30 minute meals. Yep - if you have minions to prep and wash up after you.

Have to turn him off or I shout at the tv.

CanaryShoulderedThorn · 22/08/2022 21:36

He has nice kids, I met his DDs a while back. Very down to earth.

WhimsicalGubbins · 22/08/2022 21:36

Twonk has literally always been my favourite word ever! 😂 I’ve never heard anybody else say it before so thank you for using it in such a fabulously hilarious way

whynotwhatknot · 22/08/2022 21:36

oh and they proved you cant do his meals in 30 minutes

MrsRinaDecker · 22/08/2022 21:37

Me and ds were both saying the same thing! (Might have to show him this thread..)

Flossiemoss · 22/08/2022 21:38

TheSpottedZebra · 22/08/2022 20:59

One pan meals. A lamb thing.

It's cooked on a tray, in the oven. He's also used a pestle and mortar.
Then he twonked the lamb joint on the oven shelf so that all the fat dripped through, on to the tray below.

Then he splatted all that on to a wooden board, and used another pot for the juices.

Ladies and gentlemen more ladies, I present to you, The Man Who Doesn't Wash Up.

agree . Or clean.
did you see the way he splashed that lemon juice around? It’ll be all over the walls.

RunAwayTurnAwayRunAwayTurnAway · 22/08/2022 21:39

I've always hated JO's style of cooking for blatantly disregarding the clean-up.

He cooks like someone who has never washed up in his life. Rage

Nat6999 · 22/08/2022 21:40

I can't stand him since he ruined full fat pop & especially Lucozade.

UncomfortableSofa · 22/08/2022 21:40

yonce · 22/08/2022 21:17

😂 I cannot stand the man!!! Watching him stick his hands made of thumbs into various meals and put them all onto a wanky serving apparatus is rage inducing for me. He definitely doesn't wash up!

"Hands made of thumbs."

I'm dying GrinGrinGrinGrin

Sparklingbrook · 22/08/2022 21:41

Nat6999 · 22/08/2022 21:40

I can't stand him since he ruined full fat pop & especially Lucozade.

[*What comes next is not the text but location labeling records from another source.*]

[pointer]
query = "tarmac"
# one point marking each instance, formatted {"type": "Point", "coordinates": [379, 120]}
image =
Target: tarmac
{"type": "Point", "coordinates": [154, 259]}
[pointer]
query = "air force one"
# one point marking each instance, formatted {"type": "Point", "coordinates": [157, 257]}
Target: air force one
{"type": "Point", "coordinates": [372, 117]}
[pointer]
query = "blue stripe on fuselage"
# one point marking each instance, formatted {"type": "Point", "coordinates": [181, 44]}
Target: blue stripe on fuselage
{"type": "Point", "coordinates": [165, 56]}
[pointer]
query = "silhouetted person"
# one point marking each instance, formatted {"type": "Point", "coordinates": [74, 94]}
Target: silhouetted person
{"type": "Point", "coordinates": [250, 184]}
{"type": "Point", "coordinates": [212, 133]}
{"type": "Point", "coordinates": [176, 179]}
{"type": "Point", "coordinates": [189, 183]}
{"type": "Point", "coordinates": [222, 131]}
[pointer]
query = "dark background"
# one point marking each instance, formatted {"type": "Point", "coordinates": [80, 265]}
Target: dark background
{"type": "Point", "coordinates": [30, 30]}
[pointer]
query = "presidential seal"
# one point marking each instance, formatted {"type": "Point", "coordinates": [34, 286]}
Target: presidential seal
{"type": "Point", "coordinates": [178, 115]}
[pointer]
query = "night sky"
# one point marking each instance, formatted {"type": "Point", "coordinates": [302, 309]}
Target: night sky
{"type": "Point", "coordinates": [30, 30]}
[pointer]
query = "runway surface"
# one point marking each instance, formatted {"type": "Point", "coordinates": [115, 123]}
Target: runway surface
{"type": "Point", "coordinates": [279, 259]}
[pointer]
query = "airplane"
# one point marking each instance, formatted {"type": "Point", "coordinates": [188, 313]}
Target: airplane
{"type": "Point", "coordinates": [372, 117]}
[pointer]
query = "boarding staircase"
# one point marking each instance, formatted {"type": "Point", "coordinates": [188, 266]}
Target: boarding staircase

It is his fault that Ribena is now nasty?

JustTheOneSwan · 22/08/2022 21:42

Nigella picks her nose.
I saw her wipe a bogey on George's arm in Australian Masterchef.

LobeliaBaggins · 22/08/2022 21:43

This thread has made my evening!

Deguster · 22/08/2022 21:43

See, I did something similar the night before the Nu-Clean folks were coming to fumigate the oven. (I knew I’d never be arsed to do it myself). They had the entire range oven to bits, steam cleaned all its orifices and accoutrements, and it STILL stinks of lamb fat whenever I switch it on.

He’s an absolute wet wipe.

EineReiseDurchDieZeit · 22/08/2022 21:44

Ribena, all squash and cordials are his fault, so I read on here

OhWhatFuckeryIsThisNow · 22/08/2022 21:44

Hardbackwriter · 22/08/2022 21:13

I remember regularly being outraged over that for his 30 minute meals. Only 30 minutes if you're not the one who has to clean every pan in the kitchen afterwards. He seems to sometimes trash the place - chucking oil or salt everywhere, scattering things from a height - for the sake of it!

Known in our house as 30 minutes my arse.

CallmeMrsPricklepants · 22/08/2022 21:44

I can't stand him since I watched his show where he asked Italian elderly women to show him their amazing recipes and techniques and then in the same show mansplained the recipe back at them and ruined it in the process. The gall of the man!

LobeliaBaggins · 22/08/2022 21:46

Thread derail: are there any good veggie recipe books that genuinely take 30 minutes?